Tomara que não deseje ser secretário-geral da ONU, como um suposto príncipe que ocupou o cargo. O príncipe cedia em todos os acordos comerciais, possíveis e impossíveis, na expectativa que seu nome fosse aclamado. O nome não foi nem aventado, e a pseudo-candidatura custou bastante caro ao país.

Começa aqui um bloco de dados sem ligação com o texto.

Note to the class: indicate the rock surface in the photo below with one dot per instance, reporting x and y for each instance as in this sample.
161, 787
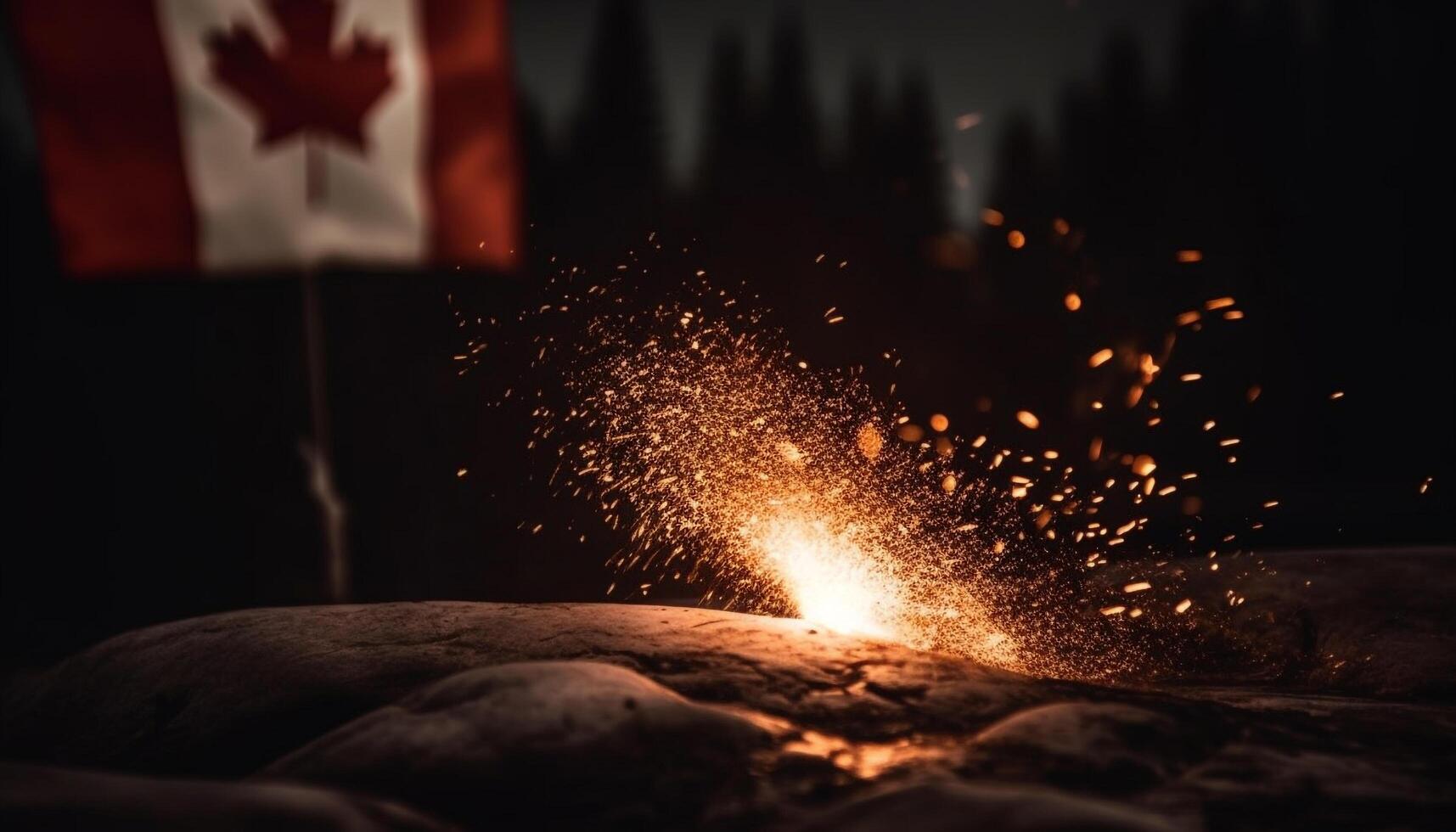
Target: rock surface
490, 714
42, 797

Acredito, aliás, que tenha sido a campanha mais cara de toda a história mundial.

Conscientização Popular

"Conscientização popular, temor da CIA no Brasil". Matéria d'O Globo de 1º de julho, tratando dos recém liberados documentos que retratam o receio da agência estadunidense que a população reconhecesse a alienação sobre a qual (sobre)vive.
Eles podem dormir em paz, já que a população não desenvolveu esta conscientização. Mérito da própria Globo, em grande parte.
Resta a população como um todo, uma boa dose de sensibilidade, capaz de feitos extraordinários.
Sensibilidade que não é capaz de resolver tudo, mas muitas vezes salva, a despeito das tentativas "conscientes" da mídia sabuja de direcionar para o "caminho correto" a plebe rude.
Esta sensibilidade SALVOU o país nas eleições de 2006.
Resta saber até quando, pois é não é difícil errar quando dependemos apenas do sentir.